Let $f(x) = \left\{ \begin{array}[ll] \phantom{}x^3 + 2 & x < 0 \\ x^2 + 2& x > 0\end{array} \right. \\$

Graph $f(x)$ and find the following:

- $\lim\limits_{x \rightarrow 0^+} \, f(x)$
- $f( 0 )$
- $\lim\limits_{x \rightarrow 0^-} \, f(x)$

- $\lim\limits_{x \rightarrow 0^+} \, f(x) = 2$
- $0$ is not in the domain of $f$, therefore $f(0)$ is undefined.
- $\lim\limits_{x \rightarrow 0^-} \, f(x) = 2$

Let $f(x) = \left\{ \begin{array}[ll] {} \cos(x) & x < 0 \\ 0 & x = 0 \\ \sin(x + \pi/4) & x > 0 \end{array} \right. \\$

Graph $f(x)$ and find the following:

- $\lim\limits_{x \rightarrow 0^+} \, f(x)$
- $f( 0 )$
- $\lim\limits_{x \rightarrow 0^-} \, f(x)$

- $\lim\limits_{x \rightarrow 0^+} \, f(x) = \dfrac{\sqrt{2}}{2}$
- $f(0) = 0$
- $\lim\limits_{x \rightarrow 0^-} \, f(x) = 1$

Let $f(x) = \dfrac{x^2}{x^3+1}$

Graph $f(x)$ and find the following:

- $\lim\limits_{x \rightarrow -1^+} \, f(x)$
- $\lim\limits_{x \rightarrow -1^-} \, f(x)$

- $\lim\limits_{x \rightarrow -1^+} \, f(x) = \infty$. The limit does not exist.
- $\lim\limits_{x \rightarrow -1^-} \, f(x) = -\infty$. The limit does not exist.

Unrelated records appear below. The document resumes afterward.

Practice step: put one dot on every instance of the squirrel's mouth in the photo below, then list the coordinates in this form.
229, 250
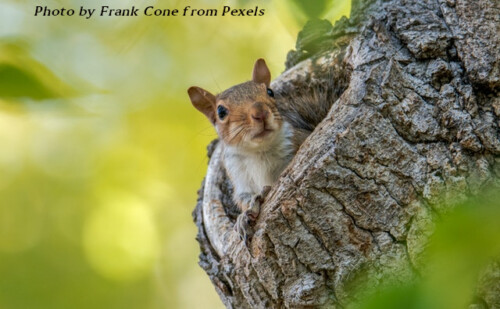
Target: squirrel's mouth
265, 132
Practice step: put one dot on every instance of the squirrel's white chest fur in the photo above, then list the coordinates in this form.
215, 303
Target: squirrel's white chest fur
251, 170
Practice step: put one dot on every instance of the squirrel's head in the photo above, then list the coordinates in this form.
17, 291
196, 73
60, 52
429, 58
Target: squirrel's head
244, 115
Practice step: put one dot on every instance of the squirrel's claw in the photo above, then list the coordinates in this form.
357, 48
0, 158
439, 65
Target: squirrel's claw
243, 227
246, 220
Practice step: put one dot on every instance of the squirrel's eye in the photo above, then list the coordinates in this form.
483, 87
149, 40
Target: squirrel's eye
270, 92
222, 112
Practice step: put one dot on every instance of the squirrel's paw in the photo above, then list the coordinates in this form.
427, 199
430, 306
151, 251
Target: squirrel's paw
246, 220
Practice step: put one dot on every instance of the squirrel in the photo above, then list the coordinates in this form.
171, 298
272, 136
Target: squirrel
260, 136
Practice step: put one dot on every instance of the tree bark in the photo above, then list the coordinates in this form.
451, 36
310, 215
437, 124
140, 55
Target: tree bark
413, 130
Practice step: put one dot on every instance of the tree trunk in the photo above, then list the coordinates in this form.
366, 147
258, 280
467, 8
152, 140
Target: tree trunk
413, 130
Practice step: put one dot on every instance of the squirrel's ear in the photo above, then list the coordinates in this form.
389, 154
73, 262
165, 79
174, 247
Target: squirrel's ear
261, 73
203, 101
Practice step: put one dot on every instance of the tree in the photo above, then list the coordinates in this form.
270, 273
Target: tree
413, 130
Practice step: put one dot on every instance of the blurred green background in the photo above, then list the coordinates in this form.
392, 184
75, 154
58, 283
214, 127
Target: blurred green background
102, 153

Find the limit by graphing: $\lim\limits_{x \rightarrow -\pi/2^+} \, \ln\left(\sin\left(x+\dfrac{\pi}{2}\right)\right)$

By looking at the graph, we can see that $\lim\limits_{x \rightarrow -\pi/2^+} \ln\left(\sin\left(x+\dfrac{\pi}{2}\right)\right) = -\infty$.

The limit does not exist.